Throughout the year, the CMA delivered a substantial volume of work to ensure effective enforcement of competition law for the benefit of consumers. It issued 7 Competition Act decisions, imposing fines totalling £56 million on companies for breaking competition law, and it secured the disqualification of 10 directors who, through involvement in anti-competitive practices, have shown themselves to be unfit to be company directors.
The CMA continued to work to ensure consumers, including the vulnerable, can access markets, get a good deal from suppliers and be protected from unfair trading. It secured consumer protection commitments from 29 companies in 4 investigations. It continued action to stop care home residents from being unfairly treated in the fees they are charged, launched enforcement action into leasehold properties to ensure homeowners are protected and developed guidance for IVF clinics to allow patients can make informed choices.
It also secured important changes to ensure that consumers are treated fairly when shopping online, whether booking a hotel room, buying tickets for concerts or sports events, reading reviews when buying goods or buying musical instruments.
In its markets work, the CMA prioritised issues that directly impact on things that matter to consumers.
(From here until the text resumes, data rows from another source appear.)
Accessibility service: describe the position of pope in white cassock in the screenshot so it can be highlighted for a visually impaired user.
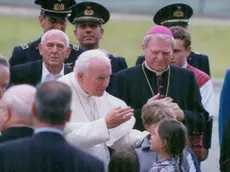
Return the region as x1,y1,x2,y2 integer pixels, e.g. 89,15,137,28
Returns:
59,49,148,165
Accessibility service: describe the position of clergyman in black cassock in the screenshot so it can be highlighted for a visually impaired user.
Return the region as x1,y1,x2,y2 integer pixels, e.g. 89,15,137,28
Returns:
112,26,209,136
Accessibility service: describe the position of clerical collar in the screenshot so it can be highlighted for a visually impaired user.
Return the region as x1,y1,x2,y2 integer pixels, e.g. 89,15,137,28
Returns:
144,61,169,76
182,62,188,69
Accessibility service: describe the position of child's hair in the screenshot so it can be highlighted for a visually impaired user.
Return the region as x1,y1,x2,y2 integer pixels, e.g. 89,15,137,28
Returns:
108,148,140,172
158,120,188,172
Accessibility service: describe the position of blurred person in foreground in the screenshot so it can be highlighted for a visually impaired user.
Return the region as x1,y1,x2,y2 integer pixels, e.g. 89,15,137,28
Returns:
0,84,36,143
135,96,200,172
0,81,104,172
170,26,215,161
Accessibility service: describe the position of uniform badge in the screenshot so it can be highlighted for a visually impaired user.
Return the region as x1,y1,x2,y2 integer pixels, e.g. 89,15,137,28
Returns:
173,6,184,17
53,0,65,11
21,44,29,50
72,45,79,51
84,6,94,16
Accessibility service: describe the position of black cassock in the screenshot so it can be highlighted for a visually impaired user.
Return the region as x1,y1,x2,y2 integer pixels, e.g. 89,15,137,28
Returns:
112,63,209,135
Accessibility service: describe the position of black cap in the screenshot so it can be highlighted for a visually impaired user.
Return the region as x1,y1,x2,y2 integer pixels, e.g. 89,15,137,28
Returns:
34,0,76,18
68,1,110,24
153,3,193,26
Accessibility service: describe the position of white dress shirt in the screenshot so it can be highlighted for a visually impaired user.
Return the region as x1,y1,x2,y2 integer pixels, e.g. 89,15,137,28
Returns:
41,62,64,83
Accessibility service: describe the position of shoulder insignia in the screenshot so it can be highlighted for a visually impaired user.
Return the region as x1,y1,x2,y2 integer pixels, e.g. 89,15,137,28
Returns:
194,51,200,55
72,45,79,51
21,44,29,50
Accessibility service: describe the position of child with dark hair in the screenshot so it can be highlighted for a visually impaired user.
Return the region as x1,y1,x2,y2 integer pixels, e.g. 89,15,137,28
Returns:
150,120,188,172
109,149,140,172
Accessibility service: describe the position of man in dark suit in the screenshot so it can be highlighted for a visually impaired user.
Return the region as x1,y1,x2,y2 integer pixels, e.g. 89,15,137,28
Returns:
0,84,36,143
0,81,104,172
11,29,72,86
69,2,127,92
218,69,230,146
113,26,209,161
9,0,83,67
136,3,211,76
0,55,10,99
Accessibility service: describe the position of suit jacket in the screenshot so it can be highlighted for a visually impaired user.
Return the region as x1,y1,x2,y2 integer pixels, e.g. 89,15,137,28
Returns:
0,127,33,143
9,37,84,68
0,132,104,172
219,114,230,172
112,65,209,135
219,69,230,146
106,54,128,93
10,60,72,86
136,51,211,76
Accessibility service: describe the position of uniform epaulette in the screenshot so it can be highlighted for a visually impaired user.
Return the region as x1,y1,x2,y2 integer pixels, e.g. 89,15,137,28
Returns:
72,45,79,51
194,51,201,55
21,43,29,50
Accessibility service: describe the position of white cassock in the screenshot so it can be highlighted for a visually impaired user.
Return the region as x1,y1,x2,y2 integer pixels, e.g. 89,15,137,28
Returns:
59,72,148,166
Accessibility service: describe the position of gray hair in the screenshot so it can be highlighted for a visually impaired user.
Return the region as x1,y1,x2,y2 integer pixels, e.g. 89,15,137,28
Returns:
41,29,69,48
0,55,10,68
142,33,176,49
1,84,36,117
74,49,110,73
35,81,72,125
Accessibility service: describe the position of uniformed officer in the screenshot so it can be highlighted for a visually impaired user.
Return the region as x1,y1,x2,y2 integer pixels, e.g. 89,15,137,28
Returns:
68,1,127,92
9,0,83,67
136,3,211,76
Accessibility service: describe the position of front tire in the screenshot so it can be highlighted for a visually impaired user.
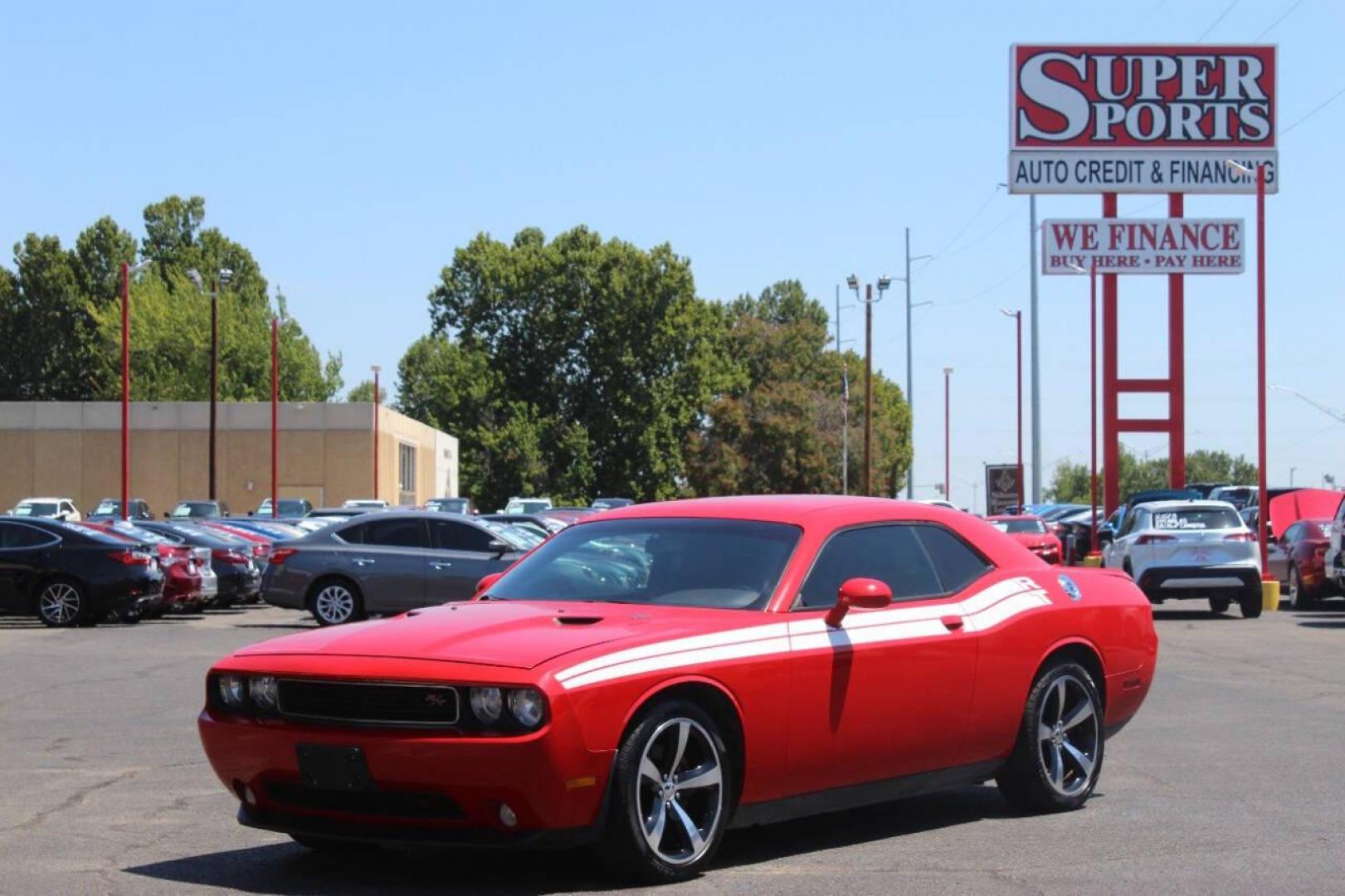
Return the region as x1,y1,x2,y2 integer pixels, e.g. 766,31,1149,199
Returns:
996,660,1104,812
1237,587,1261,619
308,578,364,627
602,699,734,884
37,578,94,628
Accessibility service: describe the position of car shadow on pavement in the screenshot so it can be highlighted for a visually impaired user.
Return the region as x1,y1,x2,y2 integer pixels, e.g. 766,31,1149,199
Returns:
123,786,1016,896
124,844,613,896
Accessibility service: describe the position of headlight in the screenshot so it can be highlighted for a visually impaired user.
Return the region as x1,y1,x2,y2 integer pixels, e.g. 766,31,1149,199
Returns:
247,675,280,712
509,688,546,728
219,675,247,709
470,688,504,725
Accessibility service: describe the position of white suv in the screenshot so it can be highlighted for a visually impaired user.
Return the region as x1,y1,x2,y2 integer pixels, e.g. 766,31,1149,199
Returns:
9,498,80,522
1103,500,1261,619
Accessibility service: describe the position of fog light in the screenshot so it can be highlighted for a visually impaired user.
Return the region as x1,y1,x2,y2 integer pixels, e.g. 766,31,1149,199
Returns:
247,675,280,712
470,688,504,725
219,675,247,709
500,803,518,827
509,688,546,728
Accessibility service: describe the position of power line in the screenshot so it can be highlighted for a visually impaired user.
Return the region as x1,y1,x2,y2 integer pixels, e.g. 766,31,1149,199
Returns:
1279,87,1345,137
1252,0,1304,43
1196,0,1237,43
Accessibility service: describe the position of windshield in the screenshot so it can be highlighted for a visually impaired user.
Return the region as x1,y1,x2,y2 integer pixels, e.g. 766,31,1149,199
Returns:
1154,507,1243,532
990,519,1046,534
13,500,56,517
490,519,799,610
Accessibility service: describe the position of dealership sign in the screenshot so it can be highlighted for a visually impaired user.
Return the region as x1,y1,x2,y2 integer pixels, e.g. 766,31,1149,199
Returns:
1041,218,1245,275
1009,45,1279,192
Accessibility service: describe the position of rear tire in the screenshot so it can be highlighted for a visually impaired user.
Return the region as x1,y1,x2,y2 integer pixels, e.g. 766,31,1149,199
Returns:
308,578,364,627
996,660,1104,812
598,699,736,884
1289,561,1317,610
37,578,97,628
1237,587,1261,619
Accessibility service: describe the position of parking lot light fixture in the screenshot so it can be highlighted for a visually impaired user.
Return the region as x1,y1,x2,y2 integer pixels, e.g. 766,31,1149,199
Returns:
1068,261,1102,557
999,308,1022,514
121,258,152,519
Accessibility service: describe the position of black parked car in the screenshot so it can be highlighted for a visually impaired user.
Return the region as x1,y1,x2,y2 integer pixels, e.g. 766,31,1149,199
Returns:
136,521,261,606
85,498,154,522
261,510,527,626
0,517,164,627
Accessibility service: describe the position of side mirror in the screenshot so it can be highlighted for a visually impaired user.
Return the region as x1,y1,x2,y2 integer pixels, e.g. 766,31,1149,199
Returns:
827,578,892,628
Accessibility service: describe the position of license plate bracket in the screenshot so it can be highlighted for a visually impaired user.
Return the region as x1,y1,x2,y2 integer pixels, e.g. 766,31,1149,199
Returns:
295,744,374,791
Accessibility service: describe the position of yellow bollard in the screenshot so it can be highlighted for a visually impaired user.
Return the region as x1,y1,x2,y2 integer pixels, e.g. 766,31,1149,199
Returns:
1261,578,1279,610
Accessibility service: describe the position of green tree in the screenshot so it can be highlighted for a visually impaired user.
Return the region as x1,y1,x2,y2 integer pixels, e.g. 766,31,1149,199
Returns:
346,379,387,403
1046,446,1256,504
0,197,342,401
689,280,910,494
422,227,733,506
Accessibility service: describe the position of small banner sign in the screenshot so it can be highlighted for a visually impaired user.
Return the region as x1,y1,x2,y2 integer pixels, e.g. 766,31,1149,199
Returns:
1041,218,1247,275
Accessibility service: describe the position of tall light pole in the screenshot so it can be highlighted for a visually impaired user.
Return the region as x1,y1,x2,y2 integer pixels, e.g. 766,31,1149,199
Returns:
371,364,382,500
187,268,234,503
943,368,953,502
1018,192,1041,504
901,227,933,500
1224,158,1278,589
999,308,1024,514
270,318,280,518
845,275,892,496
1065,260,1102,557
121,258,151,519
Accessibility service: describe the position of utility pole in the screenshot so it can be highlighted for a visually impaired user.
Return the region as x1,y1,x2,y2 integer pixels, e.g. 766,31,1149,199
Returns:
1018,194,1041,504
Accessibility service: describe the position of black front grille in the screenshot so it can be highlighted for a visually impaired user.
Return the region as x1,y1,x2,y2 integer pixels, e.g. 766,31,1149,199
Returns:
280,678,459,728
265,782,463,820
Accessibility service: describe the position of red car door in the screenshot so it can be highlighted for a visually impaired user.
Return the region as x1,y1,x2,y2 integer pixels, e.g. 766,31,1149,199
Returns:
788,523,990,792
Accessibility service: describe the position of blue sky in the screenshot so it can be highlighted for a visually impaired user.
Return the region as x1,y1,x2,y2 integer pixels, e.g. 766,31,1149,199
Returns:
0,0,1345,503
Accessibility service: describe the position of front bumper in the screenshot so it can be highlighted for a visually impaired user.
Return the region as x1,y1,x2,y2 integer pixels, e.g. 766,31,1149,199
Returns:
1137,563,1260,600
197,709,612,845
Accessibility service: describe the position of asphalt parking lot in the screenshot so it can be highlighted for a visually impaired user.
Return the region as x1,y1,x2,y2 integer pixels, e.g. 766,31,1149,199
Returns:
0,600,1345,894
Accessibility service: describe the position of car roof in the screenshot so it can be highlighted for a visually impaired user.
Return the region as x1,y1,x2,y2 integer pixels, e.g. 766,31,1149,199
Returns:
1134,498,1237,514
588,495,967,526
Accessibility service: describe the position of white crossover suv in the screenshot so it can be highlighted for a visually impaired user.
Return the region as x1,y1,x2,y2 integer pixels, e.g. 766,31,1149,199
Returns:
1103,500,1261,617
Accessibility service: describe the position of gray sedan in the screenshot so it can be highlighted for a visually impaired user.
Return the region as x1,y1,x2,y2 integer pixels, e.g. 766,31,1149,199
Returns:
261,511,526,626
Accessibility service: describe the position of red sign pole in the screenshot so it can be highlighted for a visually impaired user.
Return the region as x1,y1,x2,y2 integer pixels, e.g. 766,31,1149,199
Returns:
1256,164,1274,572
270,318,280,518
121,262,130,519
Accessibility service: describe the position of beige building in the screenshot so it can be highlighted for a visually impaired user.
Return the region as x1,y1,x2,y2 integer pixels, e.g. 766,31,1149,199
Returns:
0,401,459,515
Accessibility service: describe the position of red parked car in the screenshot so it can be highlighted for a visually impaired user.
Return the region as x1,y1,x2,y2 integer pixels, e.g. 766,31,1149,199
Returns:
986,515,1061,563
1269,519,1336,610
78,522,204,619
199,495,1158,881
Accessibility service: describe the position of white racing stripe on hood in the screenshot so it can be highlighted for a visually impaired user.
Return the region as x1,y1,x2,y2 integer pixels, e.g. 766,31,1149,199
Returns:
555,576,1050,690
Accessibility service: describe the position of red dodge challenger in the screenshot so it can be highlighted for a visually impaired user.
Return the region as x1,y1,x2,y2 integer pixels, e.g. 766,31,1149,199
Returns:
199,495,1158,881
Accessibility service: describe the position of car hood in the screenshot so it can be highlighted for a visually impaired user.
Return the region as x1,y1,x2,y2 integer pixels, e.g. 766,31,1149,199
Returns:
236,600,763,669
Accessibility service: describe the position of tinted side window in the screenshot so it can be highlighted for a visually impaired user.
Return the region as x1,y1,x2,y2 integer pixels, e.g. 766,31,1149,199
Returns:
797,526,943,610
339,519,425,548
914,526,990,595
0,523,56,548
429,519,495,553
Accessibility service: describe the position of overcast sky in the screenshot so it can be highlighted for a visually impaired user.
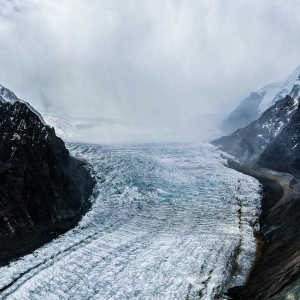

It progressed its investigation into the funeral sector, proposed reforms to Scottish legal services and launched a market study into online platforms and its digital markets strategy, setting out how it will continue to protect consumers in rapidly developing markets, while fostering innovation.
The CMA acted to protect consumers from the harmful effects of anticompetitive mergers, reviewing 62 mergers and intervening where consumers needed protecting. This has resulted in remedies being put in place to ensure consumers are not harmed; companies abandoning mergers as a result of CMA investigations; and the CMA blocking mergers where we judged the risk of consumer harm to be especially great.
Looking ahead to its expanded role after the UK withdrawal from the EU, the CMA made substantial progress in ensuring that it has the necessary people, skills and infrastructure in place. It published guidance to explain how it will conduct its work during the transition period and contributed to and advised on the government’s planning for various options for the creation of a domestic subsidy control regime.
At the end of the reporting year, the focus of the CMA’s work was on the coronavirus (COVID-19) pandemic. It acted quickly to ensure that its approach to enforcing competition law did not stand in the way of necessary co-operation between suppliers to maintain the supply of essential goods and services. The CMA also set up a COVID-19 taskforce to monitor market developments and gather evidence of harmful practices to enable it to intervene where it can, as quickly as it can.